私が目を覚ました時、すでに降りる駅を超えてしまっていた。
「清水……さん?」
横にいる清水さんもどうやら寝てしまっているらしい。
「清水さん、起きて。清水さん」
「んっ……。今井さん?」
「えへへ。寝過ごしちゃったね」
「え? あっ、ごめんなさい。

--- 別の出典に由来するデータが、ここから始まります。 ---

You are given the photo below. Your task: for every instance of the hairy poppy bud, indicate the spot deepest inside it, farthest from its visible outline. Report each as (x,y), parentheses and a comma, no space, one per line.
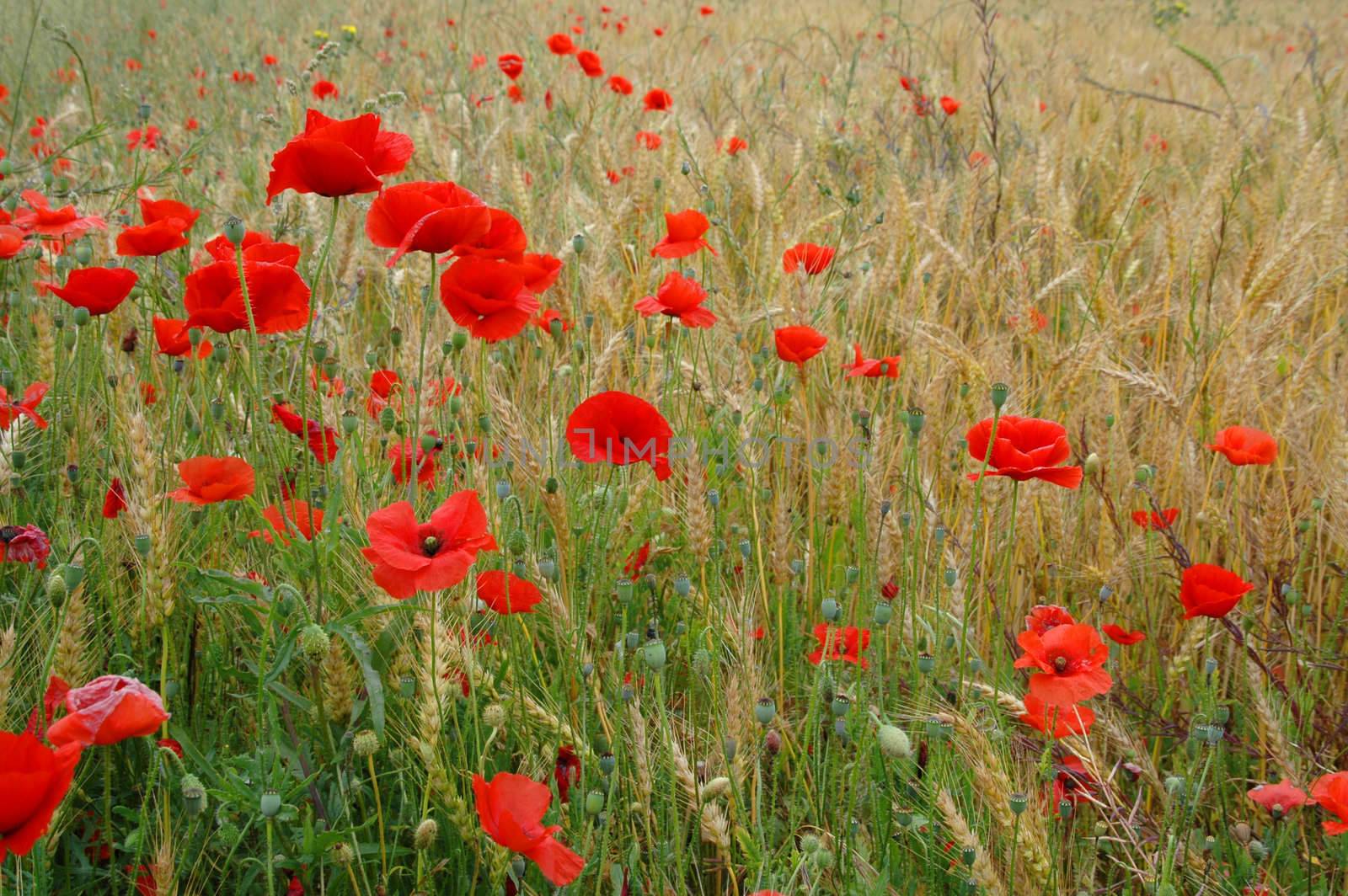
(366,744)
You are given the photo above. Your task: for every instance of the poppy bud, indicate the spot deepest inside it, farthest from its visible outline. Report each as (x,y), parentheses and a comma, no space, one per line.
(999,395)
(313,642)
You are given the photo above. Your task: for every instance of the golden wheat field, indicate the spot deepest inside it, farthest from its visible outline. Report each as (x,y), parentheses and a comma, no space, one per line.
(654,448)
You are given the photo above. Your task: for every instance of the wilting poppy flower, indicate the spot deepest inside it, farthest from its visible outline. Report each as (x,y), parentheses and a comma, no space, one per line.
(115,502)
(339,158)
(511,810)
(1282,797)
(34,779)
(287,518)
(506,593)
(684,235)
(1071,662)
(1244,445)
(1065,720)
(1211,590)
(24,545)
(620,429)
(1046,616)
(11,242)
(489,298)
(323,441)
(1331,794)
(561,45)
(278,296)
(815,259)
(54,224)
(409,453)
(96,290)
(511,64)
(411,557)
(658,100)
(799,344)
(108,711)
(839,643)
(1121,635)
(1026,449)
(505,239)
(887,367)
(27,406)
(213,478)
(426,217)
(174,339)
(1156,522)
(681,298)
(566,771)
(166,224)
(591,64)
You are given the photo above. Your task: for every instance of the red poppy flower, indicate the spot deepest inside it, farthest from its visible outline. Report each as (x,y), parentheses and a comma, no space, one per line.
(684,235)
(215,478)
(426,217)
(815,259)
(568,771)
(408,453)
(681,298)
(339,158)
(96,290)
(511,810)
(1331,794)
(511,64)
(620,429)
(24,545)
(489,298)
(886,367)
(1244,445)
(1156,522)
(506,593)
(174,339)
(27,406)
(561,45)
(1026,449)
(108,711)
(278,296)
(11,242)
(505,239)
(591,64)
(1046,616)
(1282,797)
(1121,635)
(411,557)
(1071,662)
(637,559)
(1211,590)
(166,224)
(842,644)
(34,779)
(54,224)
(115,502)
(799,344)
(1065,720)
(287,518)
(658,100)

つい」
急に清水さんが身を引いたので、身体を預けていた私はそのまま倒れ込み、清水さんの膝に頭が乗る。
「……清水さんはまだいいの?」
「私は終着で降りるから」
「電話していい?」
「誰に?」
「家。今日は泊まるからーって」
「どこに?」
「清水さんの隣」
「……明日じゃダメかしら? 今日は親がいるから」
「ぷー。じゃあ明日」
「いいわよ。楽しみにしてるわ」
清水さんが私の頭を撫でる。
「私の頭撫でるの好き?」
「好き。貴方も撫でられるの好きでしょう?」
「うん」
そうこうしていると、駅に着いた。
「ここで降りて、反対側から帰るね」
「見つからないようにね。本当はダメなんだから」
「じゃあ、また明日ね」
「ええ。楽しみにしてるわ」
電車のドアが閉まり、清水さんは行ってしまった。
「明日……」
冷静になって考えてみると、凄く恥ずかしくなってきた。
真っ赤になった顔は翌朝まで治らなかった。